Zona Populer – Pendapatan para wakil rakyat kembali menjadi sorotan publik. Bagaimana tidak, di tengah kondisi ekonomi yang penuh tantangan, muncul kabar bahwa Rakyat Cuma Bisa Gigit Jari, Gaji DPR Rp 100 Juta Plus Pajak Gratis. Informasi ini sontak memicu reaksi beragam, mulai dari rasa heran, kecewa, hingga kritik tajam yang membandingkan kehidupan mewah anggota legislatif dengan keseharian masyarakat biasa yang masih berjuang memenuhi kebutuhan dasar.
Besaran gaji anggota Dewan Perwakilan Rakyat (DPR) sebenarnya sudah lama menjadi perbincangan. Setiap bulannya, seorang anggota DPR disebut-sebut bisa menerima penghasilan hingga Rp 100 juta lebih, termasuk tunjangan, fasilitas, dan berbagai bentuk insentif lainnya. Yang membuat publik semakin terkejut adalah adanya klaim bahwa sebagian dari pendapatan tersebut bahkan tidak terkena potongan pajak sebagaimana gaji pegawai biasa.
Bagi rakyat kecil yang harus menyisihkan penghasilan mereka setiap bulan untuk pajak, potongan BPJS, hingga biaya hidup yang terus meroket, perbandingan ini jelas terasa begitu timpang. Tidak heran bila muncul ungkapan sarkastis bahwa rakyat hanya bisa “gigit jari” melihat kenyamanan hidup para pejabat negara.
Situasi ekonomi saat ini membuat banyak masyarakat harus hidup lebih hemat. Harga kebutuhan pokok naik, biaya pendidikan meningkat, dan biaya kesehatan pun terus menekan dompet keluarga. Di sisi lain, banyak pekerja masih menerima upah minimum yang berkisar antara Rp 3 juta hingga Rp 5 juta per bulan, bahkan di beberapa daerah nilainya lebih rendah.
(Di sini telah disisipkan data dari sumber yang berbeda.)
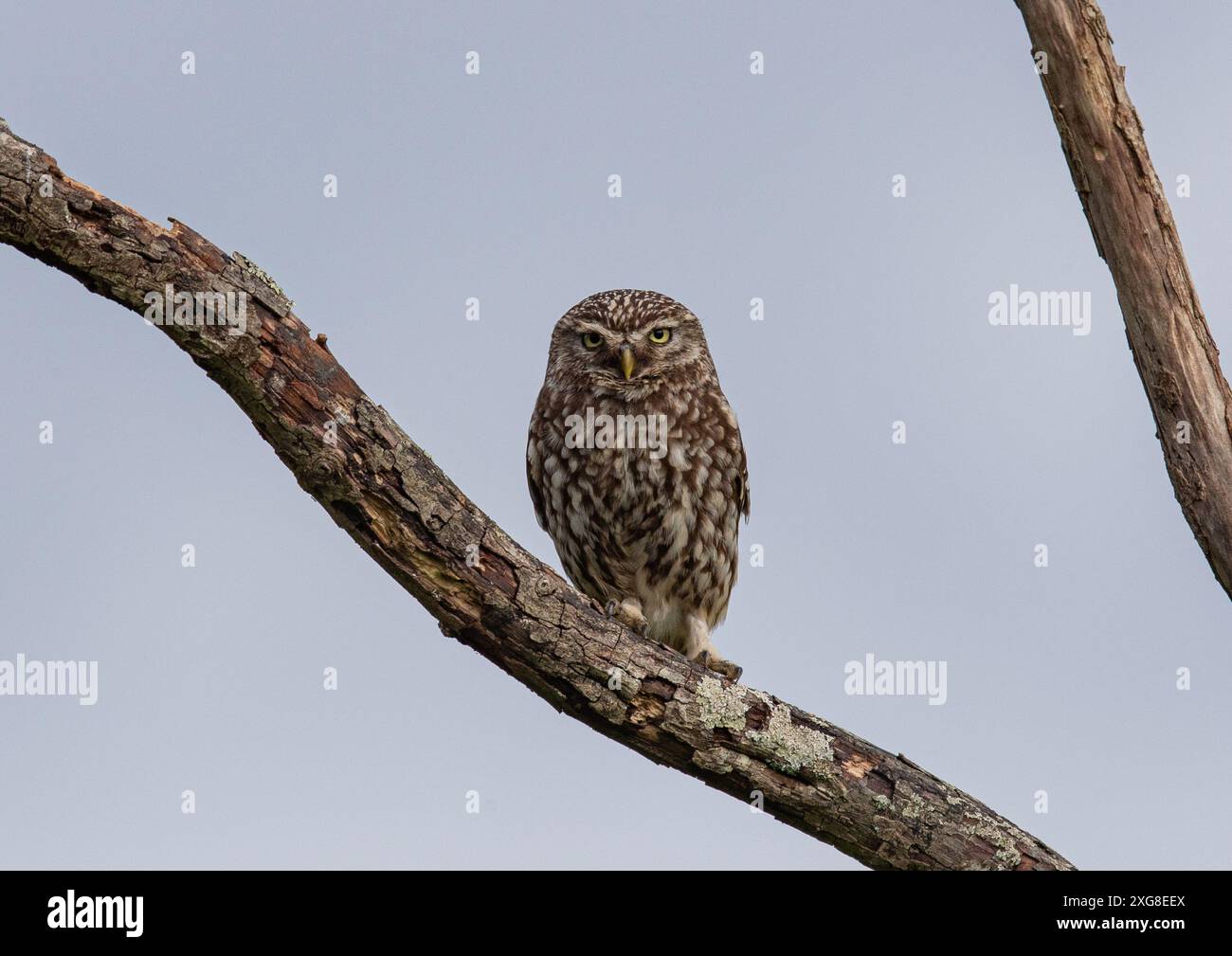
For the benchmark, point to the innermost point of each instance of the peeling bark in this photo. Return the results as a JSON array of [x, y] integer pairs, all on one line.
[[389, 496], [1133, 230]]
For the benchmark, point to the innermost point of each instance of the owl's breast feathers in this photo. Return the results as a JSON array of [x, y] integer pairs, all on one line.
[[656, 515]]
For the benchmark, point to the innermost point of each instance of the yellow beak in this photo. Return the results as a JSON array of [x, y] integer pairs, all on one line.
[[626, 362]]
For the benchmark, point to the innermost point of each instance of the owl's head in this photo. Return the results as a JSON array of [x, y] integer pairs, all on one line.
[[627, 341]]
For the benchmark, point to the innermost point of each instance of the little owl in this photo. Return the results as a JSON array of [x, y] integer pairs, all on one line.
[[637, 471]]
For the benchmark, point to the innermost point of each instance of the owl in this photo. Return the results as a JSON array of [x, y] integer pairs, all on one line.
[[637, 471]]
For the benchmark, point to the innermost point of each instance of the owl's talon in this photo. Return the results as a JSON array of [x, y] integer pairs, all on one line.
[[628, 614], [726, 668]]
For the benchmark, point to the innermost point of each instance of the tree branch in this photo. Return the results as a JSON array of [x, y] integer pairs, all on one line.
[[390, 496], [1134, 233]]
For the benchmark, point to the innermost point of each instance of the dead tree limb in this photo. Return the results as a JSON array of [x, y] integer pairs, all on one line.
[[1134, 233], [389, 496]]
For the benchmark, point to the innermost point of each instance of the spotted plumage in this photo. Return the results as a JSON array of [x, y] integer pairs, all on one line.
[[636, 467]]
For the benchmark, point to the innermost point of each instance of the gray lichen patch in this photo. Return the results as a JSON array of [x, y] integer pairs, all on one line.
[[792, 747], [998, 834], [721, 705]]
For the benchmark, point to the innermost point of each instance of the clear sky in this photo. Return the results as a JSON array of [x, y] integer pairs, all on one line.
[[496, 186]]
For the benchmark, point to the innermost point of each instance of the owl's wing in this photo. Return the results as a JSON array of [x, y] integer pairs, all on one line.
[[533, 483], [740, 480]]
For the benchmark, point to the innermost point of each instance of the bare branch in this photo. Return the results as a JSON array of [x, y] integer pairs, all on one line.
[[1134, 233], [390, 496]]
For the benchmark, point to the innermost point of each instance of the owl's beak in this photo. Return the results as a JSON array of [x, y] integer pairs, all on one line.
[[626, 361]]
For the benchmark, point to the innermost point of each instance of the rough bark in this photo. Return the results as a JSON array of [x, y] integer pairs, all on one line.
[[1134, 233], [390, 496]]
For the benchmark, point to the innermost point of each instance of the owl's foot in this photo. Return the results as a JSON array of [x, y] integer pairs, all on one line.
[[628, 612], [713, 661]]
Bandingkan dengan gaji anggota DPR yang bisa mencapai lebih dari 20 kali lipat dari upah rata-rata pekerja, dengan fasilitas tambahan berupa rumah dinas, mobil dinas, hingga tunjangan perjalanan. Ketimpangan inilah yang menimbulkan perasaan tidak adil.
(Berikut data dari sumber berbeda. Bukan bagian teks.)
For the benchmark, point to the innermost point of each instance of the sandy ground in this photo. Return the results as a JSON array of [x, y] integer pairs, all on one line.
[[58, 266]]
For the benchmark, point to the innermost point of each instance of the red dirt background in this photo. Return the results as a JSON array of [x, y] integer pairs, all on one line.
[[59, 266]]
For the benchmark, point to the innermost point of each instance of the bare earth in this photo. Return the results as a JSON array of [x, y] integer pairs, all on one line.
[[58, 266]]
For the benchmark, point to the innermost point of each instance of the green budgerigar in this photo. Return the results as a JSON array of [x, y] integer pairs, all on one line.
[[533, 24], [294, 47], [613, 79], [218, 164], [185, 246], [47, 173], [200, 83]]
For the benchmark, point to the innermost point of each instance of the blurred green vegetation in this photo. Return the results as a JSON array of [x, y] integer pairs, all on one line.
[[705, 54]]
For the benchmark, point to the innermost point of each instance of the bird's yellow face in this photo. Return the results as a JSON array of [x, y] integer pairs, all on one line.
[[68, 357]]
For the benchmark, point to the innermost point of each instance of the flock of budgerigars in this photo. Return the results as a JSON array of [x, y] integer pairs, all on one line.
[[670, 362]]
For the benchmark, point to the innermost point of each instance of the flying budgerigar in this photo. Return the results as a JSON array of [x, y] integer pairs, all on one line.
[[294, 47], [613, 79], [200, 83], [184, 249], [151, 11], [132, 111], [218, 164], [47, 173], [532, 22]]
Kabar mengenai pajak gratis yang diberikan kepada anggota DPR menambah panjang daftar pertanyaan publik. Sebab, pajak adalah kewajiban setiap warga negara, termasuk pejabat negara. Jika benar sebagian gaji anggota DPR tidak dikenai pajak, wajar bila masyarakat mempertanyakan keadilan sistem perpajakan di Indonesia.
Bayangkan, seorang karyawan swasta dengan gaji Rp 10 juta saja sudah harus rela gajinya dipotong pajak penghasilan (PPh). Namun, wakil rakyat yang menerima 10 kali lipat gaji justru bisa terbebas dari kewajiban serupa. Pertanyaan ini menjadi semakin relevan ketika rakyat menuntut transparansi, sementara beban ekonomi semakin berat.
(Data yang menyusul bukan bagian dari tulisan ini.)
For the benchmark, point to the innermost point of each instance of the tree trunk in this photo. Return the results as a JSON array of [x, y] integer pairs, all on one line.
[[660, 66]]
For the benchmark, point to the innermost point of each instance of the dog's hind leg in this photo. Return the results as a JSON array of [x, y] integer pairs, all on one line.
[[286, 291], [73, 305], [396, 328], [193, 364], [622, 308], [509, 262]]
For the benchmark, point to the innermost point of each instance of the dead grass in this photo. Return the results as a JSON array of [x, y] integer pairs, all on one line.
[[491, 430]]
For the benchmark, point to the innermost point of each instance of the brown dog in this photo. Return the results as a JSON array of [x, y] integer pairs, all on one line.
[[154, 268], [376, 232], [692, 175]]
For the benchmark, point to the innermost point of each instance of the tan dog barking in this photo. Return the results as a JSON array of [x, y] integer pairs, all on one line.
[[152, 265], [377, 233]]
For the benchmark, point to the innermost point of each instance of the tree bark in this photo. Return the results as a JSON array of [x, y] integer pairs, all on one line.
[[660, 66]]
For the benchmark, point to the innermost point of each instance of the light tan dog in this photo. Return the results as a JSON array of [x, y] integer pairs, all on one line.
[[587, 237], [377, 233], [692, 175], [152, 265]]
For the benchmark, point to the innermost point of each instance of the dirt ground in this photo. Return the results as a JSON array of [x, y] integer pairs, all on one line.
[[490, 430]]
Dari sisi pemerintah maupun DPR, biasanya ada alasan khusus mengapa gaji anggota legislatif terkesan fantastis. Salah satunya adalah untuk menjaga integritas para pejabat agar tidak tergoda melakukan praktik korupsi. Dengan gaji yang besar, diharapkan mereka bisa bekerja fokus demi kepentingan rakyat.
Namun, argumentasi ini kerap terbantahkan oleh fakta di lapangan. Kasus-kasus korupsi yang melibatkan anggota dewan tetap marak terjadi, meski gaji mereka sudah sangat tinggi. Hal ini menimbulkan pertanyaan baru: apakah benar besaran gaji mampu menjamin integritas dan etika seorang pejabat?
Ketika rakyat mendengar kabar tentang gaji fantastis DPR, efek psikologis yang muncul biasanya berupa rasa kecewa dan marah. Di tengah situasi di mana banyak orang masih kesulitan mencari kerja, atau bahkan harus bertahan hidup dengan penghasilan pas-pasan, mengetahui bahwa wakil rakyat hidup begitu nyaman justru melukai rasa keadilan.
Perasaan ini diperparah dengan fakta bahwa banyak kebijakan yang dihasilkan DPR sering kali tidak langsung menyentuh kebutuhan mendesak masyarakat kecil. Bukannya fokus pada kesejahteraan rakyat, pembahasan di parlemen justru sering diwarnai isu-isu politik yang jauh dari kepentingan publik.
baca juga : “Teknologi Modern dan Karakter Anak: Harmoni atau Tantangan?“
Fenomena gaji besar DPR dengan pajak gratis mempertegas kesenjangan sosial yang sudah lama dirasakan di Indonesia. Kesenjangan ini bukan hanya tentang perbedaan penghasilan, melainkan juga akses terhadap fasilitas dan hak istimewa.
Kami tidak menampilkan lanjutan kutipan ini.